Strain frequency

Hello, How are the strain-specific frequencies for each timepoint that are shown in this visualization calculated? I tried calculating weekly average from metadata.tsv but it didn’t match. I am interested in reproducing the frequencies shown in this visualization as data.

1 Like

Hi, take a look at https://nextstrain.org/charon/getDataset?prefix=ncov/gisaid/global/all-time&type=tip-frequencies

See the “pivots” array at the end of the json, it is an array of N dates where N is the number of weeks between the most recent and the oldest strain.

Then for each tip of https://nextstrain.org/ncov/gisaid/global/all-time the json contains an array of N values, a smoothed curve with a peak at the collection date of the tip.

The sum of all these smoothed curves is 1 (the precomputation of the “per-tip frequency curves” is the KDE part).

Then sum all the curves coming from tips labeled as Alpha, it is the frequency curve for Alpha, do the same for Delta and so on.

When doing the same on a subtree the tip frequency curves don’t sum to 1 anymore, that’s the point of the “normalize frequencies” button.

1 Like

@babarlelephant this worked beautifully! Thanks for explaining!

One more question: how do I translate the “pivot” values in the json into calendar dates for each week? Example: 2020.9304 what is this? Is this year 2020 and the rest is a fraction of the year 2020?

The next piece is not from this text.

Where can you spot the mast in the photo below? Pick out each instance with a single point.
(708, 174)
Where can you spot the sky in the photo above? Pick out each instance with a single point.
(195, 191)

Is this year 2020 and the rest is a fraction of the year 2020?

Yup! If you’re comfortable in JavaScript, here’s how auspice performs that conversion from a numeric value to a YYYY-MM-DD string.

Thanks @james. My date conversion is off by a day (done in R) but I think i can use it. Is the frequency data aggregated monthly at all available? I assume the weekly data is weighted so I can’t just aggregate myself.